No need for BNM to follow the US or the EU in tightening monetary policy
By JERRY LEE CHEE YEONG / Pic By MUHD AMIN NAHARUL
One of the major factors that has contributed to the increased volatility in global equities this year was the tightening global liquidity.
According to data compiled by Bank of America Merrill Lynch, the number of rate hikes globally is almost approaching the pre-Lehman Brothers Holdings Inc levels, indicating substantial liquidity withdrawal around the globe and this has now become one of the top concerns for most investors.
Is Malaysia joining the global monetary tightening stance in 2019?
Bank Negara Malaysia (BNM) raised the benchmark Overnight Policy Rate (OPR) by 25 basis points to 3.25% early this year.

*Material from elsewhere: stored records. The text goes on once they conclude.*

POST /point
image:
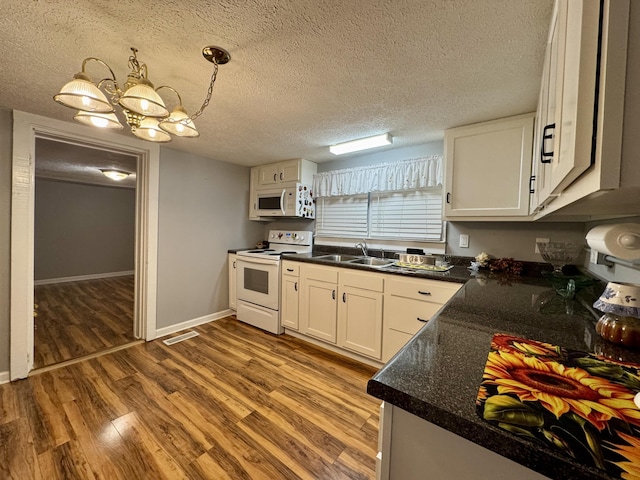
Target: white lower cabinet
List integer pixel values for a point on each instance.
(289, 306)
(367, 313)
(360, 313)
(409, 303)
(318, 305)
(232, 281)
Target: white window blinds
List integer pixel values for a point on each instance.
(342, 216)
(407, 215)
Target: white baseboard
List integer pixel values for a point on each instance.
(79, 278)
(164, 331)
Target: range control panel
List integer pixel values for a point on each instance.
(296, 237)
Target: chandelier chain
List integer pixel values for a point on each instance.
(205, 104)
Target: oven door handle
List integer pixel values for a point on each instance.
(256, 261)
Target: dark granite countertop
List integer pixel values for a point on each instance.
(437, 374)
(236, 250)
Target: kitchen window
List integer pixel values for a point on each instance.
(408, 215)
(394, 201)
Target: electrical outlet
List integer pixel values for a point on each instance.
(541, 240)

The decision was viewed as a move to normalise monetary policy, instead of tightening it, following the rate cut in 2016 on concerns of a slow economic growth due to subdued private spending and external uncertainties like the Brexit vote.

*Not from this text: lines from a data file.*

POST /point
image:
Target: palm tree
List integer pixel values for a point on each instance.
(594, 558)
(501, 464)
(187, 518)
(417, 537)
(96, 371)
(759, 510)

On the tightening path, BNM is well ahead of other central banks as it started to tighten monetary policy in year 2010 after the global financial crisis, while the US Federal Reserve was on the path of loosening its monetary policy.
At this juncture, we do not see any need for the central bank to follow the footsteps of the US or the European Union (EU) in tightening the monetary policy.

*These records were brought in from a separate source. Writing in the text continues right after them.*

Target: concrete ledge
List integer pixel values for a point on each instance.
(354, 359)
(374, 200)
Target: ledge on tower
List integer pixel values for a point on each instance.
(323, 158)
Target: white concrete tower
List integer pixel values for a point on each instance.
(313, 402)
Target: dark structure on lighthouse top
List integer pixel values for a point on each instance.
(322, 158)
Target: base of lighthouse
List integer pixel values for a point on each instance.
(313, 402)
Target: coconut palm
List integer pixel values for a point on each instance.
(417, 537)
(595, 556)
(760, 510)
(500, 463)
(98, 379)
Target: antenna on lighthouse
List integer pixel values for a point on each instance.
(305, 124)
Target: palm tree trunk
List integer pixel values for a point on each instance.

Local economic growth and headline inflation are two major factors central banks would consider for the monetary policy decision.
In the recent monetary policy statement released early this month, the Monetary Policy Committee was rather sanguine about the prospect of economic growth, mentioning “the domestic economy continues to face downside risks stemming from any further escalation in trade tensions and prolonged weakness in the mining and agriculture sectors”.
Although the inflation rate is expected to increase marginally next year due to the floating of the domestic petrol prices effective Jan 1, 2019, we believe the price pressures are likely to remain contained given the absence of strong demand pressure.
Hence, given the expectation of a moderating economic growth in 2019 and manageable headline inflation, we see no urgency for BNM to raise interest rates.
Given the expectation of no interest-rate hike in 2019 for Malaysia, bond investors might want to consider the longer duration bonds which are likely to outperform bonds with shorter durations due to the higher term premiums.
Apart from the longer duration bonds, Malaysia’s real-estate investment trusts (M-REITs) would be another sector that investors can consider, given the stable interest-rate outlook and the rather attractive dividend yield from the M-REITs, which currently hovers around the 6% level.